It Might Be the Wrong Camera
First off, not all electronic viewfinders are created equal. The best ones we’ve tested tend to be on Canon, Nikon, Panasonic, and Leica bodies. Fujifilm’s are alright. Sony’s aren’t always there, or they tend to be small with a small amount of magnification. Panasonic’s tend to be so good that I sometimes don’t need my glasses to shoot with them because of the diopter. So overall, you have to just try various electronic viewfinders.
Probably the best one I’ve used is on the Canon EOS R5.
Disable Exposure Preview
This is a big one! Always disable exposure preview with electronic viewfinders. Lots of folks will say you’re then throwing away a big advantage. And in some ways, you are. But if you know how to meter to begin with, you won’t need to worry. Keeping exposure preview also slows the camera’s autofocus. That’s why manufacturers are pushing to make their cameras autofocus down to the lowest and darkest situations possible. The darker the scene is that your camera sees, the harder it will be to focus on the subject.

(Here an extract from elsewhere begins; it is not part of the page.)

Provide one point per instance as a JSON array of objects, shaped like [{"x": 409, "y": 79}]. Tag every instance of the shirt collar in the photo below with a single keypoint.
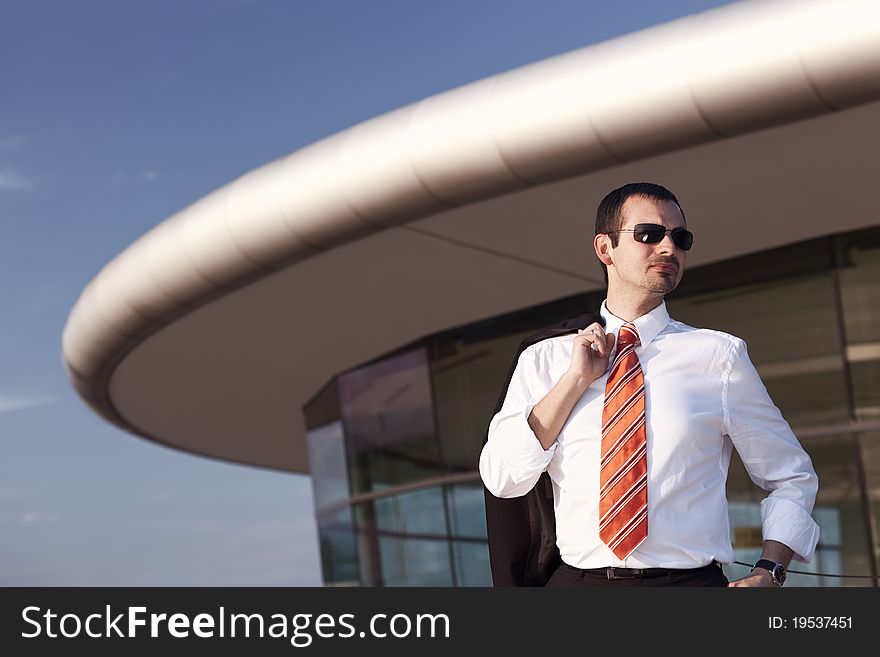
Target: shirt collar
[{"x": 649, "y": 325}]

Set the electronic viewfinders to instead have a constant readout.
Disable White Balance Preview
Here’s another big one; disable the white balance preview. I sometimes like to keep white balance preview on because I shoot in Tungsten or Daylight. But in this case, electronic viewfinders are better with a neutral setting. Some cameras, like Olympus cameras, have a simulated OVF mode. Try that!
Maximum Refresh Rate
One big complaint about electronic viewfinders is that there’s a lag in the refresh rate. That’s easily fixable. You have to set the refresh rate to the maximum or something that doesn’t make you lose your mind. Sometimes it can appear like there’s tearing going on. But that’s not all the time.
This has become significantly better with cameras made after 2017.
Consider a Viewfinder Magnifier
Lastly, maybe the viewfinder is just too small. This happened to me many years ago when it became really tough for me to see my camera’s viewfinder. So, I prolonged the life of my camera by using a DSLRKIT viewfinder magnifier. It’s sometimes harder to get them for mirrorless cameras, but they’re not impossible to find.
Kits like this are adaptable. They fit around the camera’s viewfinder and then magnify exactly what’s in the viewfinder. Sometimes you need to recalibrate the diopter because of this. But it’s worth it. If you have bad eyes and your camera’s diopter isn’t doing it, then grab these. They’ll really enhance electronic viewfinders.